Мои руки тянутся обнять сразу обоих родителей, но объятия слишком малы, чтобы уместить всех. Я обнимаю их, а глаза ищут поддержки в глазах Влада, не смотря на то, что прямо передо мной сестра в обнимку с Анатолием, на её глазах слёзы. В глазах мамы, кажется постаревших ещё на очень много, в глазах отца, потускневших, неумолимо опущенных в морщинистых уголках. Вся моя семья плачет от… счастья. И я тоже, я тоже плачу, только не чувствую солёных капель на своих улыбающихся губах, не чувствую холодной прохлады, стекающей по щекам. Я не плачу от…счастья. Я просто…плачу.
− Всё со мной будет теперь в порядке, − твёрдо говорю, смахивая тыльной стороной ладони зимний дождь, падающий не с неба на мои моргающие веки. Я слышу шаги за спиной, знакомые шаги, и они меня успокаивают.
− Конечно, дорогая, конечно, − хором раздаются голоса. Я всех их знаю.
И мы едем домой. Никто не решается начать разговор, даже всегда говорливая Лиза молчит. Они словно … не знают меня.
− Как моя пухленькая племянница? − спрашиваю, пытаясь развеять холод, по ошибке забравшийся между нами из-за закрытых дверей автомобиля.
− И вовсе она не пухленькая! Тощая, как огурец! − тут же восклицает сестра, подпрыгивая на месте. Внутри что-то оттаивает, когда Лиза не затихает после двух фраз, а во всех подробностях начинает делиться со мной причудами своей маленькой дочурки. Значит, всё не так уж и переменилось, и я не успела выпасть за колею семейной идиллии. Я улыбаюсь.
− Папочка, а как ты? Справляешься с ролью дедушки? − Отец быстро расплывается в ласковой улыбке, вспоминая все шалости, которыми его успела одарить маленькая проказница. Но прежде, чем ответить на мой вопрос, его локтя касается мамина рука и он, вздрогнув, прячет преступную улыбку, опускает глаза.
− Вроде и справляюсь, только бабушка с дедушкой всё равно ведь избалует ребёночка-то, − отвечает отец по-простому, но его короткий ответ лишает меня возможности задать такой же вопрос и маме.

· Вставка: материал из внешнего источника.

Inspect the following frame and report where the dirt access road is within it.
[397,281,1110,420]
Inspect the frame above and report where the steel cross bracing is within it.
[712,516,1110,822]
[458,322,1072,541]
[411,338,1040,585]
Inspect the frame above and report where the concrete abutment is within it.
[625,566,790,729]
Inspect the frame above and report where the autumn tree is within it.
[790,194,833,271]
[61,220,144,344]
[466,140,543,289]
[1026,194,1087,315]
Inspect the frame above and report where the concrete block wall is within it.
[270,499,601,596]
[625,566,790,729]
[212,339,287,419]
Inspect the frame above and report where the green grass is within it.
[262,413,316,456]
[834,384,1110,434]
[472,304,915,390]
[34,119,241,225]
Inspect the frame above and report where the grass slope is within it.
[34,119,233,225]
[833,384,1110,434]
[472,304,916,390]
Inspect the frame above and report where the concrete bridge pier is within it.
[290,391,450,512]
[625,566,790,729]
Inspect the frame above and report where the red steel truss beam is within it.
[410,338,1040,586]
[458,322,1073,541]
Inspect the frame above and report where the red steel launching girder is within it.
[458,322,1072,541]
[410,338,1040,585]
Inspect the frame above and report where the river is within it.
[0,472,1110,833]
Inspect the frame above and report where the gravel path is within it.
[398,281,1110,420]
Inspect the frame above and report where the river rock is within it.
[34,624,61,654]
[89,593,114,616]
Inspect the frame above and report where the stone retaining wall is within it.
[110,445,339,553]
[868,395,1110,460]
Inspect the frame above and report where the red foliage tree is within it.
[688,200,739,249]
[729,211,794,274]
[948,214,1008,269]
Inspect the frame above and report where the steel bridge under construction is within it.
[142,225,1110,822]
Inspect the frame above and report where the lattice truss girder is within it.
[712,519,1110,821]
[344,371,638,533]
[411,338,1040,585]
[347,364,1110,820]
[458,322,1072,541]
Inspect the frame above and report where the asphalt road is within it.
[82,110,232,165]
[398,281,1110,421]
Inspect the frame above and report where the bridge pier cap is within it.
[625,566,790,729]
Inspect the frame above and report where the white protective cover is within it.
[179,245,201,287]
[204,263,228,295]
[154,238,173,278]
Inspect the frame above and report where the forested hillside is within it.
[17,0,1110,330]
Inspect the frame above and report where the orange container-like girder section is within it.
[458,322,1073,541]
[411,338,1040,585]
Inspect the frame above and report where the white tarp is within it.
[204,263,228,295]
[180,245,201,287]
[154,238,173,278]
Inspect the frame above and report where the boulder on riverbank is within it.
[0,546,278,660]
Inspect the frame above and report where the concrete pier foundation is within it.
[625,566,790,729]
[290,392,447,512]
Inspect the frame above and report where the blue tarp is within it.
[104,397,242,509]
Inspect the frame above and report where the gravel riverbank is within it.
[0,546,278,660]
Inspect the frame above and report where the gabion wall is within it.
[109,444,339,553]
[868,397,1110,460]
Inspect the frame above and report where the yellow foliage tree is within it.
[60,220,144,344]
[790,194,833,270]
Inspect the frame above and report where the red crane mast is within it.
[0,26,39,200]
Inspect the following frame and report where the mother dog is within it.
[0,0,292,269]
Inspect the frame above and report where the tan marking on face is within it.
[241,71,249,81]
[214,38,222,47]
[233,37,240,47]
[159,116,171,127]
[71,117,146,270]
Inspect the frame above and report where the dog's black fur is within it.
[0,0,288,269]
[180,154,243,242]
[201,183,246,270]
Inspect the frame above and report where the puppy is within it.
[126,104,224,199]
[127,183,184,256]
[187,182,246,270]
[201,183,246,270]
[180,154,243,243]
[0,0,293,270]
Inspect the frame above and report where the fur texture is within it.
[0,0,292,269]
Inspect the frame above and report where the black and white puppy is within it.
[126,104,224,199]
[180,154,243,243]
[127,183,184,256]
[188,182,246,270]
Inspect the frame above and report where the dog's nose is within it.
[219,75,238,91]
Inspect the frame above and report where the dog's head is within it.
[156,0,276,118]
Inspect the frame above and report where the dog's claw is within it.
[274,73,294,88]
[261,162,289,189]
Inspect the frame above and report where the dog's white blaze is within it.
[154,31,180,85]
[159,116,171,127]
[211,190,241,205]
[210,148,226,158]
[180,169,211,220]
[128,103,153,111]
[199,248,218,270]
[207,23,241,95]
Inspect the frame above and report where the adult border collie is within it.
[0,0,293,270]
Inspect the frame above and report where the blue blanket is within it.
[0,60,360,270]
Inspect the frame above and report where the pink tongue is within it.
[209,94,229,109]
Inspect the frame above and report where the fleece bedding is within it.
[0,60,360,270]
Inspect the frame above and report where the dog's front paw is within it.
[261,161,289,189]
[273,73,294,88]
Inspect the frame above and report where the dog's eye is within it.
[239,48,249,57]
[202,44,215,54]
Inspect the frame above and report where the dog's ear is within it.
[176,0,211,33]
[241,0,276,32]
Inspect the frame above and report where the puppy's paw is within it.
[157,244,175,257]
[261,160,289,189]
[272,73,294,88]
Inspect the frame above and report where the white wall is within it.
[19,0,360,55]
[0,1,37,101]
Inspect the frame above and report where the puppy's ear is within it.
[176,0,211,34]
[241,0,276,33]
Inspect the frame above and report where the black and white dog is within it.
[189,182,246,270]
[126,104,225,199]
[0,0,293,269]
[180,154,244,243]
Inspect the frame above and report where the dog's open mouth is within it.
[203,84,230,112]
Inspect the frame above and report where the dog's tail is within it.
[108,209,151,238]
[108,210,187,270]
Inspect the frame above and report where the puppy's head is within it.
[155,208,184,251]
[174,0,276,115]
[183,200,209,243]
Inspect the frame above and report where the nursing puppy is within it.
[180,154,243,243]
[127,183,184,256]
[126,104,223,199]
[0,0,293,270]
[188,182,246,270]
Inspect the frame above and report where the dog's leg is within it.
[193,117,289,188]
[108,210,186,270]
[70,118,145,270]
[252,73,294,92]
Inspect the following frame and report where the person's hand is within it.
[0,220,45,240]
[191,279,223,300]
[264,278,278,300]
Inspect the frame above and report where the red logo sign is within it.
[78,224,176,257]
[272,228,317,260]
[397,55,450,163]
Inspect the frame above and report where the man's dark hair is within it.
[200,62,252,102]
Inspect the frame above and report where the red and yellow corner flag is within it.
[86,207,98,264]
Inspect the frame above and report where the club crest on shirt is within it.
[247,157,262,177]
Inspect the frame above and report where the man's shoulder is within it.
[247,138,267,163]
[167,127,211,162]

− Славная, наверное, Анжела, девочка, − мечтательно выдыхаю, дрожа в улыбке, пусть и чуть менее искренней, чем все предыдущие.
Отец стремительно начинает кивать на мой возглас, но мамина рука снова властвует в районе отцовского локтя и он прекращает изъявлять свои дедовские эмоции.
− Лиз! Она у нас дома, да? − обращаюсь к сестре, находя в ней союзницу.
− Да. С ней тётя Таня возится, с рук не спускает, − радостно сообщает сестра, поворачиваясь ко мне с переднего сиденья.
− Толь, объезжай, здесь на дороге трубу прорвало, − попутно наставляет сестра мужа.
− А Влад не знает, наверное! − восклицаю я, мама бросает в мою сторону быстрый взгляд, и я встречаюсь с её напуганными глазами. Я пытаюсь отвести свои, но её глаза не желают отпускать и мы, так и продолжаем смотреть друг на друга под ровный голос сестры, предупреждающий брата о работах на впереди раскинутом шоссе.